Programming a computer to solve a problem always requires defining data to represent the things in your problem; this is called modeling. It also requires explaining unambiguously what process to follow in order to solve the problem. This process of explaining is where different paradigms of programming come in:
  • In imperative programming, we tell the computer what to do to the data. The computer starts out with its memory containing stuff, we tell it how to change that stuff, and it makes those changes.
  • In functional programming, we tell the computer how to build output data from input data. We use functions, which are rules that say how to combine or transform things; they consume inputs and produce outputs.
  • In logic programming, we specify a set of constraints -- rules that say how things are related -- and then ask a question; the computer runs a program that examines all those constraints and finds all valid answers to the question.
For decades, imperative programming was the dominant (or even the only) option, because at its heart, a digital computer is a bunch of switches and rules for how to switch them on and off. Functional and logic programming existed, more or less, only as language spoken by mathematicians. By now, though, programmers have written a vast menagerie of interpreters and compilers -- programs that run or translate other programs, respectively -- that allow us to communicate in whatever kind of language seems most suitable to the problem we're solving. We even have domain-specific languages that are fine-tuned for specific classes of problems: statistics, physical simulations, music, and typesetting are just a few that come to mind.

And why does all this matter? Because, again, the aim of programming is to explain solutions. Sure, computing the solution automatically is great -- after all, without that ability computers would be useless -- but good programs are meant for other people to read and understand, not just for them to use.

Programming is about :
  • Evaluation and substitution. These are the basic algebra skills that programs are built on, and that programmers mentally fall back on when trying to figure out why a program isn't behaving as expected.
  • Modeling. Information is complex; solving problems with the computer (or with math) always somehow involves defining and using data to represent information from the problem.
  • Managing complexity: Breaking problems and solutions down into chunks that can be understood easily. Abstraction (as Tikhon Jelvis mentioned) is the main tool for this.
  • Communication. In at least two ways, this is important: (1) Determining what your clients want, so you are solving the right problems. (2) Organizing and documenting your work so that you (or the next programmer to touch it) will be able to understand it, months or years later.

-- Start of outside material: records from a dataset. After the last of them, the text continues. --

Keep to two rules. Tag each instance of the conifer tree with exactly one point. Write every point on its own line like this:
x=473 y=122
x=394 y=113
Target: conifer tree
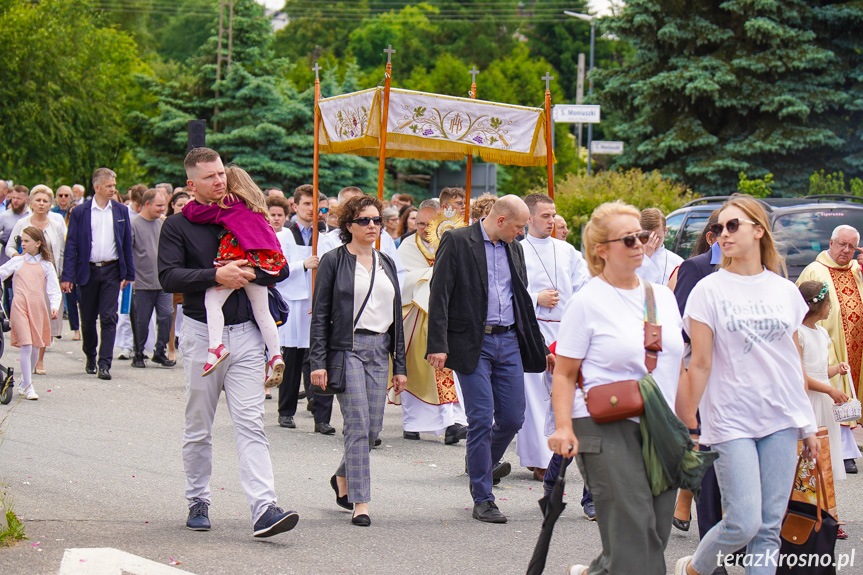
x=754 y=86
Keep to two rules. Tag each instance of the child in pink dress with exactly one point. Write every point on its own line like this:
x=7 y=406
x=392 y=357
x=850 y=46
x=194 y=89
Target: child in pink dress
x=33 y=275
x=249 y=236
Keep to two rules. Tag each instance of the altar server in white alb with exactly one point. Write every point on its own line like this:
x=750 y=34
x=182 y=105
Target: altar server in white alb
x=659 y=263
x=555 y=270
x=331 y=240
x=431 y=401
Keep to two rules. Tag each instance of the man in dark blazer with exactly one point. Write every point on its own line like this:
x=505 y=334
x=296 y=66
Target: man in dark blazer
x=99 y=259
x=482 y=325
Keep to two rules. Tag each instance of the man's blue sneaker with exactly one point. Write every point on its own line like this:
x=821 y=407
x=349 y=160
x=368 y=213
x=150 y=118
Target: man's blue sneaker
x=198 y=516
x=275 y=520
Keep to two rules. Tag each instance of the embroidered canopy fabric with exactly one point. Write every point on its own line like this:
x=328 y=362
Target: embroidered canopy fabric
x=432 y=127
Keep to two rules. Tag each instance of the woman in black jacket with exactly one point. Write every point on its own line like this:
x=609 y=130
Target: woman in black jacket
x=357 y=309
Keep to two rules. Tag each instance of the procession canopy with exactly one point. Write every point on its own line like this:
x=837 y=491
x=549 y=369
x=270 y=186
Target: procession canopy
x=432 y=127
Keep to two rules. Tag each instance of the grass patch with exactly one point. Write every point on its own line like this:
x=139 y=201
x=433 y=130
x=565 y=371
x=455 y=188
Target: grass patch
x=14 y=533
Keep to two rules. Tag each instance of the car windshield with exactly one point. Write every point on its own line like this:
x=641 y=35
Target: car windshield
x=801 y=236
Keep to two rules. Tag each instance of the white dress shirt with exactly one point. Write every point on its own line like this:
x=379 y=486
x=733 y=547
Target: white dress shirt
x=377 y=316
x=55 y=296
x=103 y=247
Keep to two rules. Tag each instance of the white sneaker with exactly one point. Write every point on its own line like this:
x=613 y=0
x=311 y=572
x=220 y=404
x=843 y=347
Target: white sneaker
x=682 y=563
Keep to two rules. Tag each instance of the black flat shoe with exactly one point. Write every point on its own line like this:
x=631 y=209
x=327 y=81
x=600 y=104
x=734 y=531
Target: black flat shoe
x=343 y=500
x=680 y=524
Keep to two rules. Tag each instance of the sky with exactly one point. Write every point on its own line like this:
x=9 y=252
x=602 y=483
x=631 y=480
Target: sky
x=599 y=6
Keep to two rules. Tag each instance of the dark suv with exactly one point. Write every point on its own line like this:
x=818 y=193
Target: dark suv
x=800 y=226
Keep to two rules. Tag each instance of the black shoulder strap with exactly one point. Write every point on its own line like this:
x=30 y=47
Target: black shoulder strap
x=371 y=285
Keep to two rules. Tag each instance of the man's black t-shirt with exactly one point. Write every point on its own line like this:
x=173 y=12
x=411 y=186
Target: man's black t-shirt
x=186 y=254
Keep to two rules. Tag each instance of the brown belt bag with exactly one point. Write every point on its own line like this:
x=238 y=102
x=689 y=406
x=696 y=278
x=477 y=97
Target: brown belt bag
x=622 y=399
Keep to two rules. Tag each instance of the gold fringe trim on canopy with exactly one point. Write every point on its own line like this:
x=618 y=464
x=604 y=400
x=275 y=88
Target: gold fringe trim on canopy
x=432 y=127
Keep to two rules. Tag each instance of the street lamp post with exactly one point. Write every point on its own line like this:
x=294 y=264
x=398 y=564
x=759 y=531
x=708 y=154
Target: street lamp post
x=591 y=19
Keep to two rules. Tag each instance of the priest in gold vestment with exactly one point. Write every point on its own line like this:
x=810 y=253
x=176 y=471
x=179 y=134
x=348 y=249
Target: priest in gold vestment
x=840 y=270
x=430 y=403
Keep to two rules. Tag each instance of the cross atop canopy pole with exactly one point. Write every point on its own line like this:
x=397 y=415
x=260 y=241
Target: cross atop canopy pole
x=385 y=109
x=549 y=134
x=469 y=177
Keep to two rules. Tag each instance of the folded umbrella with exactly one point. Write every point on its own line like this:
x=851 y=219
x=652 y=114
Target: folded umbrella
x=552 y=506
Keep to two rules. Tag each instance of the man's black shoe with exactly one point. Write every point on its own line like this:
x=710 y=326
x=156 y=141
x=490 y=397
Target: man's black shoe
x=324 y=428
x=275 y=520
x=163 y=360
x=199 y=519
x=455 y=433
x=488 y=512
x=500 y=471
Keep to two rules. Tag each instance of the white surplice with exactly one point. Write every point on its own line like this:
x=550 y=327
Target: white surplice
x=556 y=265
x=296 y=290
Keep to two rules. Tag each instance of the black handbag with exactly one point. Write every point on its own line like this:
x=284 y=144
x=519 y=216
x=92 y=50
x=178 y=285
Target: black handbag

  • Patience and perseveration. When things aren't working right, there's usually something you haven't noticed. Learning what that something is often requires mentally retracing your steps, and manually re-running code on different inputs, until you see what you've been missing. This may take a while.
  • Discipline. Writing tests and specifying what work must be done are both decidedly unsexy tasks, but they both make your work easier and give you confidence that you've done your work correctly.